Rico Kremer is geestelijk verzorger, dit wil zeggen humanistisch geestelijk verzorger, geen pastoor of dominee. Hij benoemd en aangesteld door het Humanistisch Verbond. Op zijn werkplek in het verpleeghuis Bosch en Duin aan de Scheveningse Weg in Den Haag houdt hij zich sinds zes jaar bezig met vragen over leven en dood en de zin ervan. Het kan nooit kwaad hierbij stil te staan, maar deze vragen lijken onlosmakelijk verbonden met de laatste levensfase. Of die levensfase de werkelijk de laatste is, daarover is verschil van mening mogelijk, maar daar gaat dit artikel niet over. Wat is goed sterven? Hoe kan iemand zichzelf en anderen daarop voorbereiden? Een vraaggesprek over afscheid, angst en woede en misschien over steun, troost en mededogen.
Goed sterven
‘Goed sterven is volgens mij – als ik naar de bewoners kijk – sterven zoals iemand dit zélf wil.’ Misschien verschilt het niet veel van hoe hij zelf zou willen sterven. Rico wil sterven zoals hij leefde. ‘Nogal, algemeen, maar het betekent onder andere dat het dragelijk is, dat het mogelijk is om afscheid te nemen en te zeggen wat nog gezegd moet worden. Maar ik begrijp heel goed dat mensen hier in het verpleeghuis er de voorkeur aan geven ’s morgens niet meer wakker te worden, zonder hun dierbaren.’
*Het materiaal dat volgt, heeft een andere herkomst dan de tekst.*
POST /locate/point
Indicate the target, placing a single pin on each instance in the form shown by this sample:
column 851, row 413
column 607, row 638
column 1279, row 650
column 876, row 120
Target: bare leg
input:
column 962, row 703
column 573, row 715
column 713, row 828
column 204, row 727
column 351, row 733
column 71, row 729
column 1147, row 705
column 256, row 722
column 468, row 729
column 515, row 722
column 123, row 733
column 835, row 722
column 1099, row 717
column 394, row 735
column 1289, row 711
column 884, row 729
Ze willen hun kinderen en kleinkinderen niet met hun sterven belasten en veel dierbaren zijn er op hun hoge leeftijd vaak niet meer. Weer anderen kiezen juist wel voor een afscheid waar dierbaren bij zijn. Een van de voorbeelden waar hij met tevredenheid op terug kijkt: ‘Er worden kerkelijke liederen gezongen, een verhaal voorgelezen. ‘Ach ma, weet je nog,’ zegt een dochter, pakt haar moeders hand en moeder knikt. Een serene rust, de familie staat in een kring rond de oude dame. Dat is goed voor al die mensen, hoeveel verdriet ze ook hebben, denk ik dan.’ Goed is ook de ruimte voor verdriet, want het gemis komt immers toch, op verjaardagen, op hoogtijdagen of als een kleinkind geboren is.
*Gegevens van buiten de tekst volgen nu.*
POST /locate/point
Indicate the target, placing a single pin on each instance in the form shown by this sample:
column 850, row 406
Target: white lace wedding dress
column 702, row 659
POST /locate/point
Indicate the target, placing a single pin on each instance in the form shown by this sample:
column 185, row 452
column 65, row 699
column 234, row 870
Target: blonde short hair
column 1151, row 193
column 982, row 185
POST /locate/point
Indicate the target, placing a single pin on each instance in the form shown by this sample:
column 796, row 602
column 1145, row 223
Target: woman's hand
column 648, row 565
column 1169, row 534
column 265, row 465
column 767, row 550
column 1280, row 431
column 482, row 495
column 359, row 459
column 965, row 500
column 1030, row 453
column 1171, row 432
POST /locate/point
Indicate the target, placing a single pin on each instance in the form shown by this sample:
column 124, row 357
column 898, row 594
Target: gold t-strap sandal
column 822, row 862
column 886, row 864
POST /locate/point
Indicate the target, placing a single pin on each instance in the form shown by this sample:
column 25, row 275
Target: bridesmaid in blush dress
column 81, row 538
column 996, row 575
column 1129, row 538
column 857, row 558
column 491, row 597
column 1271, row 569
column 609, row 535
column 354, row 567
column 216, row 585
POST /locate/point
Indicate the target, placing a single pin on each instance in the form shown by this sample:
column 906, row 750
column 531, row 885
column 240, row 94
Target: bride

Bij het afscheid speelt de geestelijk verzorgen naar eigen zeggen een bescheiden rol. Hulp bij de keuze van een lied of verhaal, of hij neemt iemand bij de hand: ‘Laat je moeder toch los, laat haar toch gaan. Ga bij haar zitten, kijk naar je verdriet en wat het met je doet.’
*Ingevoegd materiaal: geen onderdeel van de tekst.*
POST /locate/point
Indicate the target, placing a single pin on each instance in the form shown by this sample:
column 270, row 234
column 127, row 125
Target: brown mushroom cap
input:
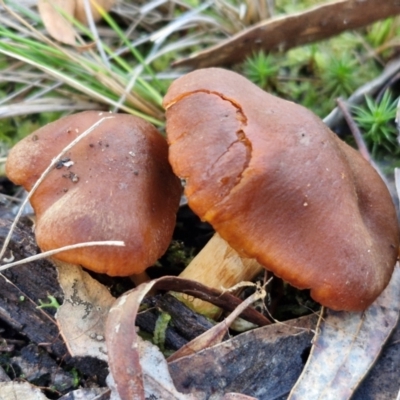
column 120, row 187
column 279, row 186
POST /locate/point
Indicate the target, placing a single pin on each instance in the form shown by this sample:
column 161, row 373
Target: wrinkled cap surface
column 115, row 184
column 279, row 186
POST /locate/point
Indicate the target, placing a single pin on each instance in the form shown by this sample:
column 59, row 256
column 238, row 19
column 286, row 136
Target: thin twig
column 61, row 249
column 355, row 131
column 43, row 176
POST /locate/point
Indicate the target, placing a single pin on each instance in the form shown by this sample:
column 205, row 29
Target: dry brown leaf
column 216, row 334
column 58, row 26
column 264, row 363
column 82, row 316
column 124, row 346
column 283, row 33
column 138, row 368
column 347, row 346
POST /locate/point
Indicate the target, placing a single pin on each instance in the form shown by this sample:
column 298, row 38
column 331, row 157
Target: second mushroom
column 281, row 188
column 114, row 184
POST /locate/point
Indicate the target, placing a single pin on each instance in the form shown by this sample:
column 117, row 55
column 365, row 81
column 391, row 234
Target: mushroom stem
column 220, row 267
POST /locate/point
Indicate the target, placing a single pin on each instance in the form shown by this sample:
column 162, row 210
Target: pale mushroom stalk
column 218, row 266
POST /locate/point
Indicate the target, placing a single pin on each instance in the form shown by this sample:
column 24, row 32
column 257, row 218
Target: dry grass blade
column 60, row 250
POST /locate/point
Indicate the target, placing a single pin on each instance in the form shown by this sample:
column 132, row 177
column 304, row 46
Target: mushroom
column 279, row 187
column 114, row 184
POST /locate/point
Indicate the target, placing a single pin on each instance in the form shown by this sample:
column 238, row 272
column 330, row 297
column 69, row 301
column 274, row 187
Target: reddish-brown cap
column 115, row 184
column 279, row 186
Hoewel Rico humanistisch raadsman is, geeft hij nooit advies of raad. Sterven moet men bij de sterven en de dierbaren laten, vindt hij principieel. Hij is dan ook geen regelneef. Als iemand niet meer in staat is zelf te handelen, dan wil hij graag een dienst bewijzen door bijvoorbeeld: ‘Nog een keer de zoon vragen of hij wil komen, want moeder wil hem vertellen dat ze spijt heeft.’ Soms komt hij met een teleurstellend bericht terug. ‘De bewoner probeer ik dan te steunen in het feit dat dit zo óók goed is, want sommige dingen zijn niet af te dwingen er is gedaan wat mogelijk is.’
Machteloosheid
Schuldgevoel en verdriet kunnen een negatieve invloed hebben op het sterven. De ouderen onder de verpleeghuisbewoners hebben tijd gehad om met dingen in het reine te komen en hebben dat ook vaak geprobeerd. Anders is het voor de jongeren op de intensieve zorg unit. Zij zijn tussen de twintig en vijftig jaar oud en hebben hoop op verder leven vaak nog niet opgegeven. ‘Ik stel ze daar weleens vragen over. Ben je bang voor de dood? Of zal ik mijn mond dicht houden? Ze vinden dit soms heel verrassend!’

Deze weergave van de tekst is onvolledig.